Monday, October 31, 2016

Covering the Bases – Hyperion Benchmarking Identifies Key Contributors to Legal Tech Adoption

Covering the Bases – Hyperion Benchmarking Identifies Key Contributors to Legal Tech Adoption

“Build it and he will come.” Although the now-classic maxim may have rung true in the movie, “Field of Dreams,” that’s certainly not always the case in real life.

Consider, for instance, a new ballgame in which the “he” (or she, for that matter) is a lawyer, and the destination is adoption of his or her organization’s latest legal technology solution. As legal technology managers and administrators can attest, the outcome in that scenario is in no way assured.

To develop a better understanding of the dynamics associated with technology adoption, Hyperion Research conducted a benchmarking study aimed at identifying the key factors motivating users to embrace legal technology. Hyperion’s Brendan Joiner outlined the study’s findings recently in an Insights article posted on the company’s website.

According to Joiner’s article, legal technology administrators and managers generally point to three key fundamentals driving successful adoption: 1. A “top-down mandate;” 2. The usefulness of the technology; and 3. “Information accessibility.”

Joiner elaborates on the three fundamentals:

Management Buy-In

Without clear management objectives and a mandate from an organization’s top brass backing transformation, adoption of new software is likely to suffer, Joiner writes.

“In organizations whose leadership is in agreement to launch—and enforce the use of—these systems, user adoption has a “stickiness” that is rarely accomplished otherwise.”

Joiner also notes that it’s important for management to be involved further upstream, which means taking an active role in the selection process of the software under consideration. Accurately assessing and understanding the needs of stakeholders and ensuring that technology assisted business objectives align with addressing those needs should be a critical part of the process, he writes.

Usefulness

Another key insight that Hyperion gleaned from its benchmark study relates to what Joiner refers to as “actual usefulness of technology solutions.”

“Users expect an experience that that jives with and complements their ingrained work routines, and often the simplest, often overlooked, factors, such as searching for their matters, can derail a new deployment.”

Joiner notes that with an increasing emphasis being placed on data-driven decision making and achieving operational maturity, the ability to implement a transformation in information management depends on numerous tactical features that support an individual’s ability to work efficiently. He lists User Interface, Mobility, Search, Analytics and Reporting, and Microsoft Office integration as features that “support faster, better, more accurate and more seamless work.”

Information Accessibility

A user’s definition and subsequent perception of Information Accessibility, notes Joiner in the Insight article, is heavily influenced by the expectations created by technology at the consumer level.
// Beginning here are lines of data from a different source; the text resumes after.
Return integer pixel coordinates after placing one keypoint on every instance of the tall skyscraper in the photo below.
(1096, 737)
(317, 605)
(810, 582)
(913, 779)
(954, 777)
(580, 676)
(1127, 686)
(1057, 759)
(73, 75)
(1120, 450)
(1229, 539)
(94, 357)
The greater the extent to which a legal technology solution mirrors the user’s consumer-derived expectations in respect to ease of use, user experience, cross-platform compatibility and other competencies, and the better able it is to improve productivity and client satisfaction, the more likely it is to be adopted.

The lesson the legal technology industry can draw from Hyperion’s benchmarking is clear. It’s incumbent upon solutions providers to closely monitor tech advances in the consumer market, identify those that gain the greatest traction, and to the extent possible, incorporate the most popular and useful features into our solutions. Only by building products that management will stand behind, that help users work more efficiently and that deliver a satisfying user experience will we increase the odds of hitting it out the park in terms of adoption.